Monday, January 16, 2017

Marc Chagall's Praying Jew and the origins of the Jewish People.


The latest edition of Segula Magazine features an interview with Aharon Melamed, a former Haifa District Judge. One of the illustrations caught my eye. It was a reproduction of Marc Chagall's famous painting Praying Jew. As you can see from the caption, the subject of the article is convinced that it is based on a true live portrait of his direct ancestor. This, incidentally, does not jibe with Chagall's own recollections as recorded in his autobiography My Life see here

In his 1931 autobiography, My Life, Chagall related how, while visiting Vitebsk (present-day Belarus), the city in which he was born, he realized that the traditions in which he had grown up were fast disappearing and that he needed to document them. He paid a beggar to pose in his father’s prayer clothes and then painted him, limiting his palette primarily to black and white, as befit the solemnity of the subject.

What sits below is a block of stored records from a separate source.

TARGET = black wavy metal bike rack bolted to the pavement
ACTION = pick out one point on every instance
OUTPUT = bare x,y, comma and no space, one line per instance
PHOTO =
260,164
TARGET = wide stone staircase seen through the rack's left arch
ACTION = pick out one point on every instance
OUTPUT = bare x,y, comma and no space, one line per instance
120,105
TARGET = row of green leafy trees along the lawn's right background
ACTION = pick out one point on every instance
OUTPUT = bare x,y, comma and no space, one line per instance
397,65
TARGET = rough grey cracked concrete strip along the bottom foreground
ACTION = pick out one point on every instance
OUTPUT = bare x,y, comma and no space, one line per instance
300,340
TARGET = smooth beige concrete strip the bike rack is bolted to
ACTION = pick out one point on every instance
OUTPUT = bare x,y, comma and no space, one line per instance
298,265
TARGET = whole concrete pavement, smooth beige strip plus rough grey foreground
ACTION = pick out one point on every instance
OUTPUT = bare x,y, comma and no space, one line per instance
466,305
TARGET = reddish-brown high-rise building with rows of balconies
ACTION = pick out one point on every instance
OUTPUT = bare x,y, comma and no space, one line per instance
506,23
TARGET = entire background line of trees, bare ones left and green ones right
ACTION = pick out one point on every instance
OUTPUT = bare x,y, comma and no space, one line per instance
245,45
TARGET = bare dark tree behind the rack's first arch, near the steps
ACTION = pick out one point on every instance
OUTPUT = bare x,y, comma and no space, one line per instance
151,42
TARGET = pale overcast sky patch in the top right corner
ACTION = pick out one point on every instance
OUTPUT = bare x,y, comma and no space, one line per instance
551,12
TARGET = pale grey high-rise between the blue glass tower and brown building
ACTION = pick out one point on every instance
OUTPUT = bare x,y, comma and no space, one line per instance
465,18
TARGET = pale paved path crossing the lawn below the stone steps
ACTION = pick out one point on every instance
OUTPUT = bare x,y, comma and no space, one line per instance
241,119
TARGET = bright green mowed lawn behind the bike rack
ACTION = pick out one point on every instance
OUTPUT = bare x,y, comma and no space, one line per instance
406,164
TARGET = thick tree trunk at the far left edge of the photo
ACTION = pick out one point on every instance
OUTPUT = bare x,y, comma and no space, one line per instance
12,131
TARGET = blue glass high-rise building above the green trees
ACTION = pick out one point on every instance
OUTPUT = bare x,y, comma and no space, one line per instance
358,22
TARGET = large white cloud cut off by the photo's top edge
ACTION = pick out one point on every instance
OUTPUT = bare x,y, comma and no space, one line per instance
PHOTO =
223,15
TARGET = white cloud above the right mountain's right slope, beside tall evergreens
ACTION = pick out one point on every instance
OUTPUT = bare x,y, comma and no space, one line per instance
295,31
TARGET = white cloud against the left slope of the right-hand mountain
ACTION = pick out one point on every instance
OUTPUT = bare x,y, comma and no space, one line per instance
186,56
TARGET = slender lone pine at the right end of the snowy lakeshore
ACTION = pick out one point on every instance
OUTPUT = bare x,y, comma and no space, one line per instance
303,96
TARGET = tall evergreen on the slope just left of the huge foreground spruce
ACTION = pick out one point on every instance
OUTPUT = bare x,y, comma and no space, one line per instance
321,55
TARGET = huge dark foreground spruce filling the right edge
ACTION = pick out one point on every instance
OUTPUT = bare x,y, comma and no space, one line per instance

Be it as it may, the painting reminded me of the now widely discredited book The Thirteenth Tribe by Hungarian Jewish novelist, Arthur Koestler. This painting graces its cover. As you can see, the painting on the cover differs slightly from the other one. This is because Chagall made three different versions of it see here

Chagall often painted variants or replicas of works he particularly loved. The Art Institute’s Praying Jew is one of three versions of this composition. He painted the original canvas in 1914, and when he traveled back to Paris in 1923, he took this painting with him. He learned upon his return that much of the work he had left in France had been lost during World War I. This prompted him to make two versions of The Praying Jew before it left his studio: they are the present work and another in the Ca’ Pesaro, Venice; the original is now in the Kunstmuseum, Basel. The later compositions differ from the original only in small details.

If Aharon Melamed is indeed correct, however, it magnifies Koestler's ironic choice of jacket design. The Melamed family is one of those old established 'litvak' families who descend from the earliest Sephardic and Ashkenazic families.